Spotlight Post: Robin Hood
Today we present our second edition of Joseph Ritson’s Robin Hood: A Collection of all the Ancient Poems, Songs, and Ballads, Now Extant Relative to that Celebrated English Outlaw; to which are Prefixed Historical Anecdotes of His Life, published posthumously in two volumes at London by William Pickering in 1832. Pickering added more stories to this edition which Ritson had compiled since the first edition in 1795 by T. Egerton, Whitehall, and J. Johnson in London. The Pickering edition was printed by Charles Whittingham the Elder at his Chiswick Press. The history of texts begin in the oral tradition as ballads and songs. These can be very tricky, because they can vary by region and even from telling to telling. The Robin Hood story came out of the troubadour stories of the Middle Ages, which is why the title describes the book as a collection of poems, songs and ballads. The oldest surviving tale of Robin Hood is an English folk ballad entitled A Gest of Robyn Hode printed around 1500, but it would not necessarily be recognizable as the Robin Hood in our edition or the stories we know today.

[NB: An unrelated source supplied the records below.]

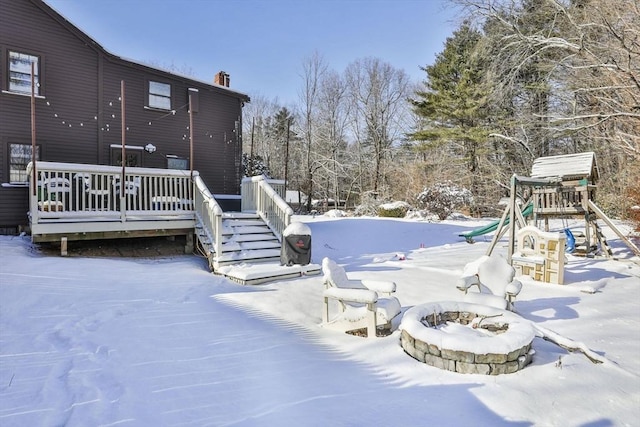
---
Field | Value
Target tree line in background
[243,0,640,227]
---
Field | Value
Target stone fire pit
[400,301,536,375]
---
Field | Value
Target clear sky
[45,0,456,105]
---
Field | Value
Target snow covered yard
[0,217,640,426]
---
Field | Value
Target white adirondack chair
[456,255,522,311]
[322,258,400,338]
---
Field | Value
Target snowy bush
[324,209,347,218]
[378,202,411,218]
[242,153,270,178]
[417,181,473,220]
[404,209,440,222]
[353,192,380,216]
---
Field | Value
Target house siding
[0,0,249,228]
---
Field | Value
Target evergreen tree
[411,23,489,173]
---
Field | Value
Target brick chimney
[213,71,231,87]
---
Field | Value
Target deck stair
[196,212,320,285]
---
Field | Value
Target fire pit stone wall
[400,302,535,375]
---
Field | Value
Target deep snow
[0,217,640,426]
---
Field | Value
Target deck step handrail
[242,175,293,242]
[194,176,223,265]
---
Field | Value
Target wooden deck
[29,161,319,284]
[29,162,197,242]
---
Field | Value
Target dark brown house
[0,0,249,232]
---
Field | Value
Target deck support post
[60,237,68,256]
[184,233,193,254]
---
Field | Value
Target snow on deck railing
[242,176,293,241]
[28,161,197,226]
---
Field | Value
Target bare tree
[298,52,328,210]
[345,58,409,194]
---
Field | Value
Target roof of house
[30,0,250,102]
[531,151,599,182]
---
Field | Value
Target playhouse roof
[531,151,598,183]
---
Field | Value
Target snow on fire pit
[400,301,536,375]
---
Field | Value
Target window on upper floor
[166,154,189,170]
[148,80,171,110]
[9,144,40,184]
[7,50,41,95]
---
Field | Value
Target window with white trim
[148,80,171,110]
[8,50,40,95]
[166,154,189,170]
[9,144,40,184]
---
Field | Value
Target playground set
[460,152,640,284]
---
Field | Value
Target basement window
[148,81,171,110]
[9,144,40,184]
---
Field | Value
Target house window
[149,81,171,110]
[167,154,189,170]
[9,51,40,95]
[111,144,143,167]
[9,144,40,184]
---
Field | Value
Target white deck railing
[194,176,222,260]
[29,161,197,226]
[29,161,293,255]
[242,176,293,241]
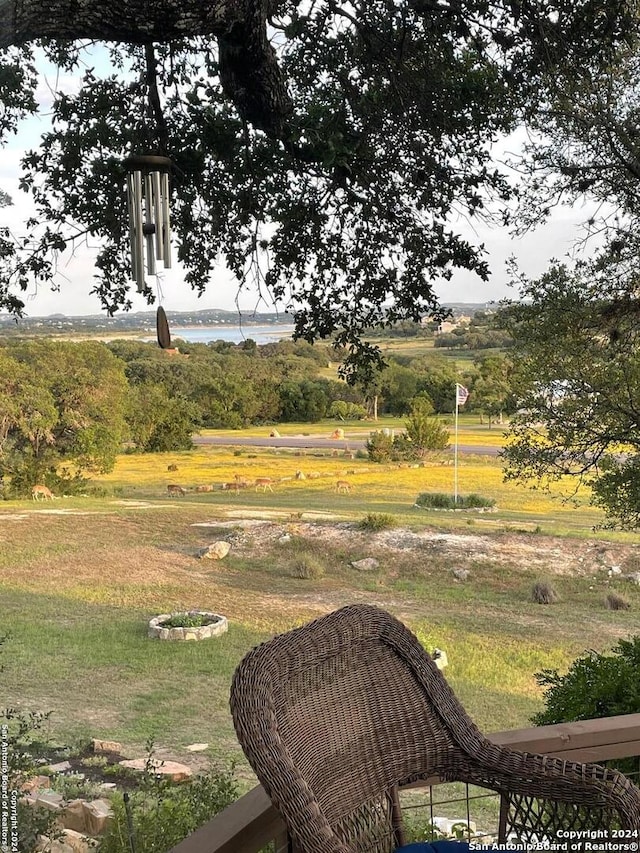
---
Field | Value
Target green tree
[532,636,640,726]
[405,397,449,456]
[470,355,514,426]
[0,0,637,372]
[0,341,127,491]
[501,264,640,528]
[280,379,329,422]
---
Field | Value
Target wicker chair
[231,605,640,853]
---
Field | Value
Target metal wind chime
[124,154,172,292]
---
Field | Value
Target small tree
[532,636,640,726]
[405,397,449,456]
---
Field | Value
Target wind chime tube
[127,172,138,281]
[144,172,156,275]
[151,172,164,261]
[162,172,171,269]
[133,172,145,293]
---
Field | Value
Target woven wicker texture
[231,605,640,853]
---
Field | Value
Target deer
[167,483,187,495]
[31,486,55,501]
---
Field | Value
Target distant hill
[0,308,293,334]
[0,302,497,334]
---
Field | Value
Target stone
[36,835,75,853]
[91,738,122,752]
[34,791,64,812]
[62,800,87,832]
[47,761,71,773]
[83,800,113,835]
[61,829,96,853]
[120,758,193,782]
[351,557,380,572]
[198,540,231,560]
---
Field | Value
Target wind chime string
[125,154,171,292]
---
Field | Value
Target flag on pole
[456,383,469,406]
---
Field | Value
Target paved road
[193,435,501,456]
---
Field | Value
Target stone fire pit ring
[147,610,229,640]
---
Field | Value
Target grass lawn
[0,448,640,767]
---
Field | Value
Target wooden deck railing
[170,714,640,853]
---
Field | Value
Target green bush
[358,512,398,532]
[98,752,238,853]
[365,431,393,462]
[532,636,640,726]
[291,554,325,580]
[162,613,215,628]
[531,581,558,604]
[415,492,496,509]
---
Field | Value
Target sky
[0,50,600,317]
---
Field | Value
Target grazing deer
[167,483,187,495]
[31,486,55,501]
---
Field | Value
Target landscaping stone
[91,738,122,753]
[34,791,64,812]
[61,800,87,832]
[61,829,96,853]
[83,800,113,835]
[120,758,193,782]
[36,835,76,853]
[198,539,231,560]
[147,610,229,640]
[351,557,380,572]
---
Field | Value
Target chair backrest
[231,605,486,853]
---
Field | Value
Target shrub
[415,492,496,509]
[531,581,558,604]
[98,753,238,853]
[366,431,393,462]
[358,512,398,532]
[291,554,325,580]
[604,592,631,610]
[416,492,455,509]
[162,613,219,628]
[532,636,640,726]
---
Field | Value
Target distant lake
[145,324,293,344]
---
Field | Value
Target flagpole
[453,382,458,505]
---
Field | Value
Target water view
[144,324,293,344]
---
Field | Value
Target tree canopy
[502,263,640,528]
[0,0,637,372]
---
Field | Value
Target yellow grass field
[95,447,608,535]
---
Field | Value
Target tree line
[0,339,509,497]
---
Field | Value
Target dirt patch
[193,512,640,577]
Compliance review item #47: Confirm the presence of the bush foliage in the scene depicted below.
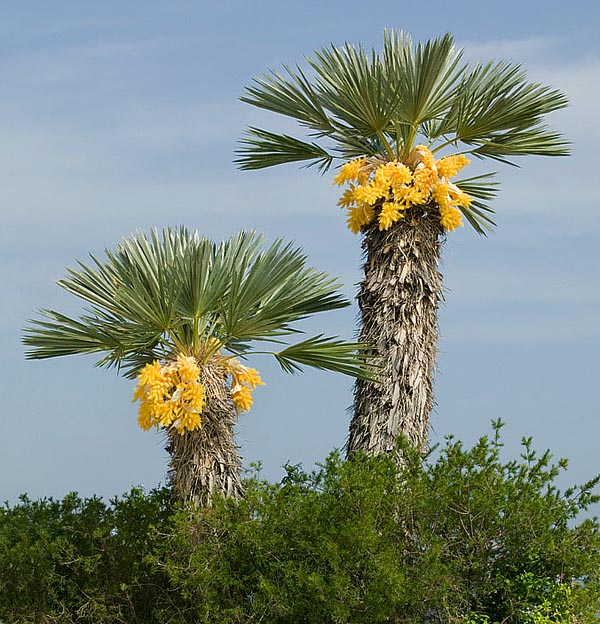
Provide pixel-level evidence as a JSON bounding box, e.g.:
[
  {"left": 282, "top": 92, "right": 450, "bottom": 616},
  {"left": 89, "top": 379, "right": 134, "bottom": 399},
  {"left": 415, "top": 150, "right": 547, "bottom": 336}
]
[{"left": 0, "top": 423, "right": 600, "bottom": 624}]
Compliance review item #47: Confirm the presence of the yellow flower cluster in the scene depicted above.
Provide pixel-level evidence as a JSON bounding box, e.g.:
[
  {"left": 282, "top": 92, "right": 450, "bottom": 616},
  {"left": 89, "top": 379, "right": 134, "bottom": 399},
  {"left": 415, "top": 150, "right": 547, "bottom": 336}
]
[
  {"left": 226, "top": 359, "right": 265, "bottom": 412},
  {"left": 133, "top": 354, "right": 204, "bottom": 434},
  {"left": 334, "top": 145, "right": 471, "bottom": 234}
]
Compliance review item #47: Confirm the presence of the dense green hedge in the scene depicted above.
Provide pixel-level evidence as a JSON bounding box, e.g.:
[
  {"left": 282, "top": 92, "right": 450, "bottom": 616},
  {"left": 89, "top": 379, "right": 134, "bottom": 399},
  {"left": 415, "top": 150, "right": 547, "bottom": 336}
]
[{"left": 0, "top": 425, "right": 600, "bottom": 624}]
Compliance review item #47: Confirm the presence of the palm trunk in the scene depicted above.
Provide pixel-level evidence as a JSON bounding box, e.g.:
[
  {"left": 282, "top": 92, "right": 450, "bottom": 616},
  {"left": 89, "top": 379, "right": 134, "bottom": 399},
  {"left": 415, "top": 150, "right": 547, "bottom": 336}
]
[
  {"left": 347, "top": 205, "right": 444, "bottom": 461},
  {"left": 167, "top": 367, "right": 244, "bottom": 506}
]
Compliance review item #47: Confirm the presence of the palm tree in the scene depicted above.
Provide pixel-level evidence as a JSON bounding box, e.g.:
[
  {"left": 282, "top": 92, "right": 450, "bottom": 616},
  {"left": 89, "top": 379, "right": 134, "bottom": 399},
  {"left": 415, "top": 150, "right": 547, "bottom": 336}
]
[
  {"left": 236, "top": 31, "right": 568, "bottom": 464},
  {"left": 24, "top": 228, "right": 369, "bottom": 505}
]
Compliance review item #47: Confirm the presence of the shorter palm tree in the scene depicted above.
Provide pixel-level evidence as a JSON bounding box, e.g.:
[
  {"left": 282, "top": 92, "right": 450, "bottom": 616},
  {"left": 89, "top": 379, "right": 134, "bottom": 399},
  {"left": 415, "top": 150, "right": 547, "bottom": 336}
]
[{"left": 24, "top": 228, "right": 370, "bottom": 505}]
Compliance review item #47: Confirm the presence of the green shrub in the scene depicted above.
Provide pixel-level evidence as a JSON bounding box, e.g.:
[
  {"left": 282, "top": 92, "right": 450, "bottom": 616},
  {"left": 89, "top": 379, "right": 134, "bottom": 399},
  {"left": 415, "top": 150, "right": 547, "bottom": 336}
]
[{"left": 0, "top": 423, "right": 600, "bottom": 624}]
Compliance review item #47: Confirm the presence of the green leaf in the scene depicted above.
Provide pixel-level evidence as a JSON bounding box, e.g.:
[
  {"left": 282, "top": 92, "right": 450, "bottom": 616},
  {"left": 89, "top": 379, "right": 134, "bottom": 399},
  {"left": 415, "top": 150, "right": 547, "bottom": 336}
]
[
  {"left": 235, "top": 128, "right": 333, "bottom": 172},
  {"left": 275, "top": 334, "right": 378, "bottom": 381}
]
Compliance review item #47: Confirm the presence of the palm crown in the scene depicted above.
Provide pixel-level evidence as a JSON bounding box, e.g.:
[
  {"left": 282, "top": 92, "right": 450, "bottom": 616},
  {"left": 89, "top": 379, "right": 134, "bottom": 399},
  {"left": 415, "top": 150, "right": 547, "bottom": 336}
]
[
  {"left": 24, "top": 228, "right": 368, "bottom": 378},
  {"left": 237, "top": 31, "right": 568, "bottom": 234}
]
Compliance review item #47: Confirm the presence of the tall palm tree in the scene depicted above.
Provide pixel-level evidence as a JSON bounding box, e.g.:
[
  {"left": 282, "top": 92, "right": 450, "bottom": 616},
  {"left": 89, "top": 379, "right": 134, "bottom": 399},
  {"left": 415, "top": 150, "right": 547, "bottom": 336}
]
[
  {"left": 237, "top": 31, "right": 568, "bottom": 454},
  {"left": 24, "top": 228, "right": 369, "bottom": 504}
]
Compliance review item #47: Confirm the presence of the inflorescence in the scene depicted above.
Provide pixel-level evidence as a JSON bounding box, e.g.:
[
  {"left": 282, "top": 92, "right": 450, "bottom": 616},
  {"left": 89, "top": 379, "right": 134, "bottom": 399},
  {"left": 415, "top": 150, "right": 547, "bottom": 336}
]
[
  {"left": 133, "top": 353, "right": 264, "bottom": 435},
  {"left": 334, "top": 145, "right": 472, "bottom": 234}
]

Some of the significant additions made by Ritson were the first printing of the ballad of Robin Hood and the Potter, and the omission of Robin Hood and the Monk, which was added by Pickering to the second edition’s appendix. Ritson also wrote a preface that is the first attempt to tie the character of Robin Hood to a historical figure, Robert Fitzooth c.1274 or alternatively Robin Fitz Odoth. Scholars, however, now believe that these were also false names, because there was never a Robert, son of the Earl of Huntingdon.